Cubist right to inject caution into much-needed acquisition spree
With one eye on the loss of its almost-blockbuster Cubicin a couple of years down the road, Cubist has made two acquisitions that should go some way to plugging the hole. The acquisitions of Optimer and Trius – for up to $1.6bn in total – have been made primarily for Dificid and tedizolid, considered two of the most promising novel antibiotics around.
Investors liked the deals: Cubist shares jumped 10% to $62.72 in early trade, a 12-year high. But the company now faces a big challenge in making these products successful in heavily genericised markets; concerns already exist that demand for Dificid, launched in 2011, has been sluggish.

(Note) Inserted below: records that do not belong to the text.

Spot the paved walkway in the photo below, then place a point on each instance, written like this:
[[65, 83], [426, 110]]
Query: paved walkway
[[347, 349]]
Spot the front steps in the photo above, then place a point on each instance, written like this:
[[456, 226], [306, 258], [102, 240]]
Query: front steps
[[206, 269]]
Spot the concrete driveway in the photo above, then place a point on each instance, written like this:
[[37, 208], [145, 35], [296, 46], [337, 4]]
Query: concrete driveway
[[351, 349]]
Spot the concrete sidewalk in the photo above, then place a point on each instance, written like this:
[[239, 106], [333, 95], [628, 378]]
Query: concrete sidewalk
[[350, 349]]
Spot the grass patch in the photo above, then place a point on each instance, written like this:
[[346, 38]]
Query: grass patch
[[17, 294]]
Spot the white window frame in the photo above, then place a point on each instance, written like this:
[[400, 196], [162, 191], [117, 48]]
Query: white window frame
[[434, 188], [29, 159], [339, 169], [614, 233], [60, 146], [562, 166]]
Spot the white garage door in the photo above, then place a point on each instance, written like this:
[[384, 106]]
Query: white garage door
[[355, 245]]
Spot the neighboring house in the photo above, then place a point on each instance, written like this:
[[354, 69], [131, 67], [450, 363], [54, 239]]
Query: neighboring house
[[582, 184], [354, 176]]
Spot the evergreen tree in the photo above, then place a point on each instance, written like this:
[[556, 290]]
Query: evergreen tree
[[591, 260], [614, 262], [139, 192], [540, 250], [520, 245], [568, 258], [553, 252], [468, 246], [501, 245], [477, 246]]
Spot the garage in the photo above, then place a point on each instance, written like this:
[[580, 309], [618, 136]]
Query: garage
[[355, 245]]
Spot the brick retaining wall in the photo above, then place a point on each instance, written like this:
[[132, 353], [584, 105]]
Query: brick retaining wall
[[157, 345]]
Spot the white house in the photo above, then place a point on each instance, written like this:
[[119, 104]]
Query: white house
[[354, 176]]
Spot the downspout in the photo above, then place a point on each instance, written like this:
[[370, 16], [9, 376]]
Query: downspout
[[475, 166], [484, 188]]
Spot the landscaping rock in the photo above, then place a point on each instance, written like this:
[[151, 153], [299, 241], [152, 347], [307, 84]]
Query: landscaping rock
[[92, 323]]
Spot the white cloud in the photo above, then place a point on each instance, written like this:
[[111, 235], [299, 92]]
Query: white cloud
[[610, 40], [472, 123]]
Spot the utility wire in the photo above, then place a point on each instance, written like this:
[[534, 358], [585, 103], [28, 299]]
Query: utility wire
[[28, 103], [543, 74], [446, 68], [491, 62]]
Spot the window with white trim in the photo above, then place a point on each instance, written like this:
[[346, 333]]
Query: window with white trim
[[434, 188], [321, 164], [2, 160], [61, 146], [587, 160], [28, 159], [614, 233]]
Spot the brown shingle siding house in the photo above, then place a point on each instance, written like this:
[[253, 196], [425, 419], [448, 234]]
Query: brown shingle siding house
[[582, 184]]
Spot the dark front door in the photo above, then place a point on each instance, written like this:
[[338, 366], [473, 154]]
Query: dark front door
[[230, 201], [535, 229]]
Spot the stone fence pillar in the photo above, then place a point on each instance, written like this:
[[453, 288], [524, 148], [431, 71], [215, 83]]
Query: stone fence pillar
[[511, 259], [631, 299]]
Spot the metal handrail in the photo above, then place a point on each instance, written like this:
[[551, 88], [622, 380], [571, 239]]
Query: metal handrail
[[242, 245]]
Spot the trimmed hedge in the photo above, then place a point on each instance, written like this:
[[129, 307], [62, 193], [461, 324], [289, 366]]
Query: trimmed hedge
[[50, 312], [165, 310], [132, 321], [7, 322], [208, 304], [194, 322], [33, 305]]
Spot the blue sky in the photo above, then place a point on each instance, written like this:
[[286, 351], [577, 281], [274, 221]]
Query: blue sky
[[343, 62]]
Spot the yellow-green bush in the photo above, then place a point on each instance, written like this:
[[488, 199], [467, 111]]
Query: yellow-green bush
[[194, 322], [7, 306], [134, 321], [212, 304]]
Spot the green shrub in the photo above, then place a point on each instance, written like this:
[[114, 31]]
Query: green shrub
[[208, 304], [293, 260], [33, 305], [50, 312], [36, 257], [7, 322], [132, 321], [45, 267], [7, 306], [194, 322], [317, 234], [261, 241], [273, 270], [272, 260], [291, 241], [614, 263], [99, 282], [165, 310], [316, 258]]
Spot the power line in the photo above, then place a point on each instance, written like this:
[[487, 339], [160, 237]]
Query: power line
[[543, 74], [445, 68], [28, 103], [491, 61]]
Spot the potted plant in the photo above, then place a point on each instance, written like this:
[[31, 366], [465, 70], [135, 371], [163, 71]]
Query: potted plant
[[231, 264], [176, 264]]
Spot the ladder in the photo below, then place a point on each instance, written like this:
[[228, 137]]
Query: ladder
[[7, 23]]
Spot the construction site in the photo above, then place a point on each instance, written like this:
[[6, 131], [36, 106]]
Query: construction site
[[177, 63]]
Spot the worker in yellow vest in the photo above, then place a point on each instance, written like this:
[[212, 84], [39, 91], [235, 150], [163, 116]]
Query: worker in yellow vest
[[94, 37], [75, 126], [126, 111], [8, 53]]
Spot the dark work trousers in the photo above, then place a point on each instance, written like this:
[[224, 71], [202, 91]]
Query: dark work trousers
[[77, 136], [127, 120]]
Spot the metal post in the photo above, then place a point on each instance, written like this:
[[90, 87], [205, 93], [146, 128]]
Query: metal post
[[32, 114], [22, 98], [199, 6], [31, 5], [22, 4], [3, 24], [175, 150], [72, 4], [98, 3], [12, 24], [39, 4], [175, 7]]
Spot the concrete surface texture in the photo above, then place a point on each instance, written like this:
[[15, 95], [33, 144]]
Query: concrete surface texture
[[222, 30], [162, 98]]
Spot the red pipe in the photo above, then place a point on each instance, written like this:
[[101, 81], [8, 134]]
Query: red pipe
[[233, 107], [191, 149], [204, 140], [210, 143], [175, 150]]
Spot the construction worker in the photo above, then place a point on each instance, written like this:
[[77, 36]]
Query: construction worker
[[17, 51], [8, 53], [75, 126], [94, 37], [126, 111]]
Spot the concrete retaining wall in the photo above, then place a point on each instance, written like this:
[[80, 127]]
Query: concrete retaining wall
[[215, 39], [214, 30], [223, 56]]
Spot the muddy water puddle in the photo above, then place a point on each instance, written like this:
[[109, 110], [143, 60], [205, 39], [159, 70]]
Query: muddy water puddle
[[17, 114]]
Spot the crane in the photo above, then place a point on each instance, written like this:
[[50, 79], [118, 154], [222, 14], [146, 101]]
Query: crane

Cubist bought Trius largely for tedizolid, or TR-701, a second generation oxazolidinone antibiotic that will be filed for US and European approval in the coming months. It agreed to pay $13.50 a share and a further $2 per share if certain sales milestones are hit. That represents premiums of 15% and 19%, respectively, over yesterday’s closing share price, and values the deal at $707m or $818m at maximum. Trius shares had already more than doubled this year, from $4.78, making that premium look even more generous.
Tedizolid is an improved version of Pfizer’s blockbuster Zyvox, which is considered standard-of-care for pneumonia and goes off patent in 2015. The Trius agent is viewed as more potent and safer, with more convenient dosing. Initial filings will be made in skin infections with approval possible next year in the US.
Assuming Cubist can stick to these timelines, it should have at least 12 months to establish the product before generic Zyvox hits the market. Analysts are currently forecasting sales of $95m in 2016, according to EvaluatePharma. Under the terms of the CVRs, sales in the US, Canada and Europe have to hit $125m for shareholders to see any more money.
Dificid provides a good example of the struggles that new antibiotics can face when they reach the market, even when they are armed with data establishing them as superior to the incumbents. Although there is high demand for novel agents in the face of rising antibiotic resistance and challenging hospital acquired infections, novel agents are expensive. Because of this, and due to their scarcity, they are often reserved as last resort treatments, a situation that will likely be exacerbated as huge antibiotic franchises like Zyvox go off patent.
Dificid, which treats diarrhoea caused by the hospital infection Clostridium difficile, has been on the market in the US since mid-2011, and Cubist has been co-promoting it with Optimer since its launch. Despite data showing it has a better record at preventing recurrent infections, analysts have been trimming forecasts as quarterly sales figures have failed to impress, expressing concern that the high price of the drug is hampering uptake given that much of the competition is generic.
As a partner, Cubist will be well aware of the challenges facing Dificid, and this perhaps explains why the terms of the deal do not look as generous as the Trius transaction. And of course Optimer, with $77.5m in the bank and quarterly operating expenses of around $50m, was not in a strong position to haggle over the price.
Cubist has agreed to pay $10.75 per share with another $5 per share on the table, again based on certain sales milestones, valuing the deal at $535m or $801m at maximum. The upfront price represents a 19% discount to yesterday’s $13.29 closing share price. However, Optimer’s share price has jumped from $10.72 since February, when the company effectively put itself up for sale and bid rumours started to emerge. If the full payout is made, the price represents a 19% premium over yesterday’s closing price.
Optimer said yesterday that second-quarter sales of Dificid grew 25% on the same period last year, to $19m. Sales are seen reaching $291m by 2018, according to EvaluatePharma. If consensus forecasts are reached Optimer shareholders should receive the full $5 payout, but the numbers suggest it could be close. The CVR is based on cumulative net sales in the US and Canada between July 1, 2013 and December 31, 2015, which must exceed $300m for the $5 pay out to be made – consensus numbers have this figure hitting $324m.
The need for new antibiotics is great, but hospitals and pharmacies are proving increasingly reluctant to pay for these novel agents unless absolutely necessary. Cubist needed to do something to broaden its product offering, but these products will take some selling. So it was right to hedge these acquisitions with contingent value rights, meaning it will only be paying top dollar if its new assets hit sales targets.